# Complex joinery



## RAplin9 (Mar 27, 2011)

Im trying to make a serving tray like Norm Abrams made though without the dovetails. Thus the long edges will meet at the corners. The complex 45 degree joinery in the project requires similar mitered corners of crown molding. I have both a compound miter saw and a table saw. How can I simply make the joints and would biscuits be possible to join the corners?


----------



## Just Bill (Dec 29, 2008)

Glue joints on flat surfaces don't work nearly as well as dovetails, bisquits, dowels, or some other reinforcing mechanism. There are modified rabits, but they get complicated with angles.


----------



## cabinetman (Jul 5, 2007)

RAplin9 said:


> Im trying to make a serving tray like Norm Abrams made though without the dovetails. Thus the long edges will meet at the corners. The complex 45 degree joinery in the project requires similar mitered corners of crown molding. I have both a compound miter saw and a table saw. How can I simply make the joints and would biscuits be possible to join the corners?



A picture or rough drawing would help describe what you're referring to.












 







.


----------



## alexfleming9 (Apr 30, 2011)

Im trying to make a serving tray like Norm Abrams made though without the dovetails. Thus the long edges will meet at the corners. The complex 45 degree joinery in the project requires similar mitered corners of crown molding.

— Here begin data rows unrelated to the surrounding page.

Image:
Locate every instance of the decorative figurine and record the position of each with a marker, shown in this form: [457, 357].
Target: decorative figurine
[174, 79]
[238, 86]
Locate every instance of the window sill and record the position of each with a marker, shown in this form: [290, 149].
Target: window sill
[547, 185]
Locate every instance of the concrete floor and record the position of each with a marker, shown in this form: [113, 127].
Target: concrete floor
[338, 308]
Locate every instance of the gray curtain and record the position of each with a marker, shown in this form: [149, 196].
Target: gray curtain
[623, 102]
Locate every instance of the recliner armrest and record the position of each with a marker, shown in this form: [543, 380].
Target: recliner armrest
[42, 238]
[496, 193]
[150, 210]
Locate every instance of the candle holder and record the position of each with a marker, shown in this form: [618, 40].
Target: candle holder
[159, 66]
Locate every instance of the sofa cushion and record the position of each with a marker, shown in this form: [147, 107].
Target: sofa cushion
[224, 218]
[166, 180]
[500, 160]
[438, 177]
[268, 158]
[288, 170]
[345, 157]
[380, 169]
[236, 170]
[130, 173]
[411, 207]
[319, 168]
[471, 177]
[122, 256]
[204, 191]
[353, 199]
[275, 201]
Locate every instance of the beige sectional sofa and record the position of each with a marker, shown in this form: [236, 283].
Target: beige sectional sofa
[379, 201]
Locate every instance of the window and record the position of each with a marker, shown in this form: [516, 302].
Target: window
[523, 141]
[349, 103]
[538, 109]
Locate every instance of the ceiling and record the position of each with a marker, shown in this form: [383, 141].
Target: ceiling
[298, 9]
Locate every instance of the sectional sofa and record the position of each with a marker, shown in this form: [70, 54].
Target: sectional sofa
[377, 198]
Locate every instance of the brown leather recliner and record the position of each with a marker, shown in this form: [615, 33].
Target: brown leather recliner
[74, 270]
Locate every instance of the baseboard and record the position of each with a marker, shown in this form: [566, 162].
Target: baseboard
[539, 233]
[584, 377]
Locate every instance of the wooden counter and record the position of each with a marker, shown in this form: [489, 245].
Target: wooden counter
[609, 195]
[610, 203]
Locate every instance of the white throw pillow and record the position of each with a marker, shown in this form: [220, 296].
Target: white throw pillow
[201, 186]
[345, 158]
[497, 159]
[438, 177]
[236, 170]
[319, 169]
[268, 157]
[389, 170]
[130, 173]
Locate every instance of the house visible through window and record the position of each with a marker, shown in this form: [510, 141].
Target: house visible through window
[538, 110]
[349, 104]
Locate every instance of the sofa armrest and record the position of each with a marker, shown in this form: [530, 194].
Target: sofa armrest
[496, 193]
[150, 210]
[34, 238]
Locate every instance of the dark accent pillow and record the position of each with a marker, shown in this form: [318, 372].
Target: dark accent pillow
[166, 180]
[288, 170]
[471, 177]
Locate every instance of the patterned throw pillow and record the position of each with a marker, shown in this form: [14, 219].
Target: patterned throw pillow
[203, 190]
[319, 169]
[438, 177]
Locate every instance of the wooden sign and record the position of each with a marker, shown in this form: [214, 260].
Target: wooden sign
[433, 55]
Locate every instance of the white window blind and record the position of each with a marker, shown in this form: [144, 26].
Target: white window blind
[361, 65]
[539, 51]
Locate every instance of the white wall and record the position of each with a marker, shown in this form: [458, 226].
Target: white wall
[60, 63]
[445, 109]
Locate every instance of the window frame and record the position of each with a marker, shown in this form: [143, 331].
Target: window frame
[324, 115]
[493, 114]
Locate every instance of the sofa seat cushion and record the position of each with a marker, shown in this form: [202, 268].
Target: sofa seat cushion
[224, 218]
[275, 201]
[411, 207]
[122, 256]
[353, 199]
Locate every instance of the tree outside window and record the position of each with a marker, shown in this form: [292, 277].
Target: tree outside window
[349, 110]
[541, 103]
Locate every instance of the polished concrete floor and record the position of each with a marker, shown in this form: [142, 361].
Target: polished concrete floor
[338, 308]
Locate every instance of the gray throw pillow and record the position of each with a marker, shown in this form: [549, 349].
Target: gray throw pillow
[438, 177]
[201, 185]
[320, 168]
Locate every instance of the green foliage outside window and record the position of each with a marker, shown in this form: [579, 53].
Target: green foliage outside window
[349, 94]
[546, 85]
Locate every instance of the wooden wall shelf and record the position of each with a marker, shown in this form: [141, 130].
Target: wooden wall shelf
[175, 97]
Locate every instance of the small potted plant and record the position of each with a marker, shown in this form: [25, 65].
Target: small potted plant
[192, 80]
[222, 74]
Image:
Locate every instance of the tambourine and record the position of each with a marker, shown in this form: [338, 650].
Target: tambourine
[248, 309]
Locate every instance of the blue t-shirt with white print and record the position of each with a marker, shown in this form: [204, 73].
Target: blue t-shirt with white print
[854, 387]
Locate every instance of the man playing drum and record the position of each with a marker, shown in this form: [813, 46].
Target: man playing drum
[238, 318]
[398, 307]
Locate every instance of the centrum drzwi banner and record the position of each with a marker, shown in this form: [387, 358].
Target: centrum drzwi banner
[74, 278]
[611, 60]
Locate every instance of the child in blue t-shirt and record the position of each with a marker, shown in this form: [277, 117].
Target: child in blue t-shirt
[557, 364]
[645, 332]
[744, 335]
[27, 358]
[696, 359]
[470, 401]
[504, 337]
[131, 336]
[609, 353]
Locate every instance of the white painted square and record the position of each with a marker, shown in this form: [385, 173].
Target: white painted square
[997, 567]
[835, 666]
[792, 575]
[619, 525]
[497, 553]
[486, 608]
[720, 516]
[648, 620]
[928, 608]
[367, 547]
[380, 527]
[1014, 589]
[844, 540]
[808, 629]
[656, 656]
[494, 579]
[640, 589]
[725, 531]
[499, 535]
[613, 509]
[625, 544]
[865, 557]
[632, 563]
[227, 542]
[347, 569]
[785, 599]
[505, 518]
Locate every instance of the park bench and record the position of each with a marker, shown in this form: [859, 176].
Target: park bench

Splines or biscuits are a good idea to maintain alignment, but I still have the problem of how to "pull" both sticks together at the miter to form a very tight, seamless joint, keeping in mind this is a 36" long joint.


----------



## TimPa (Jan 27, 2010)

original poster? try this
http://www.pdxtex.com/canoe/compound.htm


----------



## jlord (Feb 1, 2010)

How about a lock miter bit? There ia a video on the MLCS page.
http://www.sommerfeldtools.com/45-Lock-Miter-Bit-2-3_4CD1-1_4CL1-1_8TH1_2SH/productinfo/01006/
http://www.mlcswoodworking.com/orderstatus/html/smarthtml/pages/bt_lockmiter.html


----------



## Handyman (Jan 2, 2008)

When I have had this problem, once I have my angles all correct, using a table saw I mortise a slot in both peices and then cut a thin slice (the tendent) of wood that fits the slot.


----------



## Tony B (Jul 30, 2008)

Raplin9 and Alexfleming9 are one and the same.


----------